- Location: Petah Tikva, Israel
- Date: 6 July 1977
- Attack type: Bombing
- Deaths: 1
- Injured: 22
- Perpetrators: DFLP, PFLP and Fatah

= 1977 Petah Tikva bombing =

1977 terrorist attack

On 6 July 1977, a pipe bomb placed by Palestinian militants exploded in a vegetable stand in Petah Tikva, Israel, killing one woman and injuring 22 others. The bombing, considered a terrorist attack, was claimed by the Democratic Front for the Liberation of Palestine (DFLP) and Fatah.

== Attack ==
According to police, the bomb consisted of explosives in a metal pipe which was hidden under a fruit vendor's cart on Baron Hirsch Street in the center of town.

==Reaction==
The bombing at the Petah Tikva marketplace started nationwide alarm, with security forces searching public places for other concealed bombs.

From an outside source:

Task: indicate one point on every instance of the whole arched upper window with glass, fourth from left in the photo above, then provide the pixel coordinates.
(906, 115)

Security forces rounded up dozens of Arabs in response. According to a police spokesman, some were held to protect them from angry Israeli stallholders.

== Perpetrators ==
Responsibility for the attack was claimed by the Democratic Front for the Liberation of Palestine (DFLP) and by Fatah.

In 2008, it was reported that the mastermind of the bombing, Said el-Atba of the Popular Front for the Liberation of Palestine (PFLP) was among hundreds set to be released from prison in a "gesture" towards Palestinian President Mahmoud Abbas. The decision was criticized by philharmonic violinist Zinovi Kaplan, whose mother Tzila Galili was killed in the bombing.